Hacker News new | ask | show | jobs
by guy98238710 1055 days ago
Wikifunctions is primarily intended to support Wikimedia projects, especially Abstract Wikipedia. It is the code complement to Wikidata lexemes. It might be used for cross-wiki templates to reduce existing duplication and other auxiliary tasks, but Abstract Wikipedia is the reason it was proposed.
2 comments

Abstract Wikipedia is in my opinion fully wasted work. Translation is free and instant for web pages. I've lived for 6 years in different countries where I don't speak the local language (and am also not native English speaking) and you can get all the information you need by translating. This works totally fine already today with Google translate on top of pages.

And the pages that are in fact missing from "the other language wikis" are local myths, local detailed history, things that wouldn't even be in the English Wikipedia or in the "abstract" version in the first place.

> Translation is free and instant for web pages.

And also very often quite incorrect, and you don't know where.

I think the general idea of a "universal language" Wikipedia, that gets flawlessly rendered into local languages, is laudable.

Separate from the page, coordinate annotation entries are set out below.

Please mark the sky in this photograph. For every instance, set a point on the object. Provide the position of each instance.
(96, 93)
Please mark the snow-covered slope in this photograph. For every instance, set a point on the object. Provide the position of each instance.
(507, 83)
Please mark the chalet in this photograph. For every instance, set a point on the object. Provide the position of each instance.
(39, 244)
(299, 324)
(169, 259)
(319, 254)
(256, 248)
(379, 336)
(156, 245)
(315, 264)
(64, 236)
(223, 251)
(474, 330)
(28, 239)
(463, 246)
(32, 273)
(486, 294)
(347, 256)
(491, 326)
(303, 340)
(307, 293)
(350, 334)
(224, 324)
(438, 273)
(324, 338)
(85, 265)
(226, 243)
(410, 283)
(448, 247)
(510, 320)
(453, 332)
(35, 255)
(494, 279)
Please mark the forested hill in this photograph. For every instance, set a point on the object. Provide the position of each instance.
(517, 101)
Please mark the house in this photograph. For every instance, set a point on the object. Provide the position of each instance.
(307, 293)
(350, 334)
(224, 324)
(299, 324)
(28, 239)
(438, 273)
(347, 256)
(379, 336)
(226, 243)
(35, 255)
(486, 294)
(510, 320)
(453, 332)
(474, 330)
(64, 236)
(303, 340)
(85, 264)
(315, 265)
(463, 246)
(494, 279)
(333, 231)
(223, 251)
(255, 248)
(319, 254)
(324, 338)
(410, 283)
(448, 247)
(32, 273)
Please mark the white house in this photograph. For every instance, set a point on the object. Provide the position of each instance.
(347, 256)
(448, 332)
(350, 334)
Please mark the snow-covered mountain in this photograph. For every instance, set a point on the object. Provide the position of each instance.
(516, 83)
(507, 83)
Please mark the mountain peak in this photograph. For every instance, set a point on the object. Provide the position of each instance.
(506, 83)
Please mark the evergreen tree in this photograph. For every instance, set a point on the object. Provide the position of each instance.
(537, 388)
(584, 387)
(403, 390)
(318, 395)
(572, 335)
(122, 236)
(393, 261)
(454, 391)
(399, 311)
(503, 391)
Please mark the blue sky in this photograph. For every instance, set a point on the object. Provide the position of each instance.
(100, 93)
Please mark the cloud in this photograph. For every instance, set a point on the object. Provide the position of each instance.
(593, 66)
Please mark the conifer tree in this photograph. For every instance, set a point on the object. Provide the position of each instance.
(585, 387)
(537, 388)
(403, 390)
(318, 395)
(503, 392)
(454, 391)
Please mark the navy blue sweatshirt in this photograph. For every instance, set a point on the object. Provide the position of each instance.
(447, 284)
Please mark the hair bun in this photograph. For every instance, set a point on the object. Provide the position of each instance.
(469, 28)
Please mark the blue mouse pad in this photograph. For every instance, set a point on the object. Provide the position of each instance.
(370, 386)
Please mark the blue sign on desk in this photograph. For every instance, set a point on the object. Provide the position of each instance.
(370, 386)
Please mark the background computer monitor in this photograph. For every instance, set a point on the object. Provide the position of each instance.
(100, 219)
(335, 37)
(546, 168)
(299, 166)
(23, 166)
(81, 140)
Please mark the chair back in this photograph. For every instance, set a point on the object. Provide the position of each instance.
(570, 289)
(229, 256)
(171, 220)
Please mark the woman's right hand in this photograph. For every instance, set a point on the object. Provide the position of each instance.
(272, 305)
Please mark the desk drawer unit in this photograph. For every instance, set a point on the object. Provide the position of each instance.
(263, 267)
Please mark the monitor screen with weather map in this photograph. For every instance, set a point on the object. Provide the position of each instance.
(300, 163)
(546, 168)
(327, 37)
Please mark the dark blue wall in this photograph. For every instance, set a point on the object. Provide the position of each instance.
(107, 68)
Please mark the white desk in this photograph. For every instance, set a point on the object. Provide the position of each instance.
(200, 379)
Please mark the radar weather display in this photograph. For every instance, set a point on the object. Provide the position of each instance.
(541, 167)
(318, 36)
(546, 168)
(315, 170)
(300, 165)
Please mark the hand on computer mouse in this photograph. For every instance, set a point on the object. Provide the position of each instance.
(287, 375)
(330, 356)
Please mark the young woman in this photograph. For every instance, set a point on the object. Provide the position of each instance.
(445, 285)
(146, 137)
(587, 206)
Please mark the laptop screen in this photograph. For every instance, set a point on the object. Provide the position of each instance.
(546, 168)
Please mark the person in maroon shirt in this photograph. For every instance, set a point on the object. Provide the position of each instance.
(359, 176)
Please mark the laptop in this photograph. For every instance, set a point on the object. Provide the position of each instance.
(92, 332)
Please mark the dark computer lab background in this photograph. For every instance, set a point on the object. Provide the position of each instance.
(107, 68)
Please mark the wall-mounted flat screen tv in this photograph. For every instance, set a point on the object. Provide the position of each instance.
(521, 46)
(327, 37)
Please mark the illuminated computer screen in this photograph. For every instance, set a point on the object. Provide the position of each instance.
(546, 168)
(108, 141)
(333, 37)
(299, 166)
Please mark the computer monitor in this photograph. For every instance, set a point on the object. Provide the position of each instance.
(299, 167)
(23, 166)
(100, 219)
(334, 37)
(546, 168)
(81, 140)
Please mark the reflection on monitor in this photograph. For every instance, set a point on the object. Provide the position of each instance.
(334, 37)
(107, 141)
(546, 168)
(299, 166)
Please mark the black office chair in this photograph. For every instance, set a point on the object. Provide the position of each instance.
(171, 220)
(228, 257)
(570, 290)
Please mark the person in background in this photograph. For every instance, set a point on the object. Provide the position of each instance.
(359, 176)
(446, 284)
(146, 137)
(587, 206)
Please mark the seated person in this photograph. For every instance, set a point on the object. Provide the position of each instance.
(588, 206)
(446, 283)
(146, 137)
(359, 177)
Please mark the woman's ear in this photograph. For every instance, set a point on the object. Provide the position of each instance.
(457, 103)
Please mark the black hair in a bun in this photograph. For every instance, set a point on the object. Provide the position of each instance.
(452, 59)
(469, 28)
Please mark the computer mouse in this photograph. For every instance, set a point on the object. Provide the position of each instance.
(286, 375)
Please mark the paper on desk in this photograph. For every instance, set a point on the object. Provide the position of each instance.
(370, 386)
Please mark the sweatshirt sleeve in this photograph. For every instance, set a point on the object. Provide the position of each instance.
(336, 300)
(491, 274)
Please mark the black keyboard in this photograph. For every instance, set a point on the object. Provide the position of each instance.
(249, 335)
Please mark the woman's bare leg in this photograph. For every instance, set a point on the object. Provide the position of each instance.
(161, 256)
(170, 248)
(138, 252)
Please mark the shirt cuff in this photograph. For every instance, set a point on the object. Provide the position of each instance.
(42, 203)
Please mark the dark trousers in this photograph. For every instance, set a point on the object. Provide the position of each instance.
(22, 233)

But I don't think anybody would ever edit in it directly -- what I want to see is that when somebody edits Wikipedia to add a new sentence, it attempts to translate into the "universal language" and prompt you to select from ambiguities.

E.g. if you wrote:

  I saw someone on the hill with a telescope.
It would ask you to confirm which of the following was intended:

  [ ] "with a telescope" modifies "I saw"
  [ ] "with a telescope" modifies "someone on the hill"
And it would also ask to clarify meanings, e.g.:

  [ ] "saw" - spotted visually
  [ ] "saw" - dated romantically
It would be a real dream to have translated outputs that were guaranteed to be correct, because the intermediate representation was correct, because the translation from someone's native language to that intermediate translation was verified in this way.
I would still invest those resources into documenting more knowledge that currently doesn't exist online on their original languages and immediately translating to English. For better or for worse English is the "abstract" representation of language online and there's so much absent stuff that worrying about another universal format seems pointless.
It's not either/or. Different groups of people can do different things at once. And of the two things you're comparing, one is expert technical/engineering and the other requires expert archivists/translators. They're totally different groups.
exactly that! I have a design mockup that is quite similar to that.
This works totally fine already today with Google translate on top of pages.

How would anyone even know? By definition, if someone is using Google Translate, he already doesn't know the language, so how can he judge the quality of the results?

My company spends millions on professional translators because products like Google Translate are so bad for anything beyond the most basic uses.

This is wrong on two counts: 1) translation is not the same as abstraction and 2) having the world's encyclopedia translated by an advertising company is not exactly everybody's idea for how things should be organized

Of course wrong criticism doesnt mean the project is a success (i think its been going for a few years now). The documentation in particular does not highlight what this infrastructure is good for.

Denny Vrandečić — the lead developer of Wikifunctions, former Germany PM of Wikidata, co-developer of Semantic Wikipedia, and former member of the Wikimedia Foundation Board of Trustees — also helped develop Google's Knowledge Graph from 2013 to 2020. None of this is hidden, it's even on his Wikipedia article.[1]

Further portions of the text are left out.